Friday, May 13, 2011

Big girls do cry...

“Dear Lord I thank you for everything Lord, I pray that you would just protect Jeffrey while he is at boot camp this summer. Lord please help him to get through all that he needs to do. Lord I need to know that you are going to be right beside him protecting him and giving him strength, I know its going to be tough. I know I shouldn’t worry because you are going to take care of him and you’re the only one that is going to get him through but im really going to miss him. In your precious name, Amen.”

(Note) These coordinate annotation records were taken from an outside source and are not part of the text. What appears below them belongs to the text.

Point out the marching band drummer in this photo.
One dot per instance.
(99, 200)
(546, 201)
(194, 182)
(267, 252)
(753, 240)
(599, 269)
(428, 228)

This is the prayer of my 10 yr old sister. As I was unpacking my disastrous room I heard sobbing coming from my sisters room. I thought maybe there was a stuffed animal lost or something else was bringing on the tears. When I went in to see what was wrong she told me she was listening to a song and thought of Jeff and just started crying. I asked her which song and she took out his old cell phone and started playing one of his old ringtones he had recorded “If you’re reading this” By Tim Mcgraw. If you haven’t heard it…it’s a heart wrenching story about a soldier who didn’t make it back home. I explained to Natalie that, that song was a little different then Jeff’s situation right now. She said she understood but she is still going to miss him. Jeff took her out a few weeks ago, got her McDonalds and took her to a park and let her play. She told me that that memory meant a lot, and to have him gone this summer and not around to play with her in the pool is going to be tough. As I sat there stroking her head and holding her hand I tried to be tough and encourage her to pray for him when she gets upset…I was able to keep the tears back until she prayed the prayer above, there was no stopping the crocodile tears. We love Jeff and it is going to be tough to not have him around this summer. I pray that the Lord sends him a Godly friend, that God carries him when he can’t take another step, and that he stands up for what he knows is right.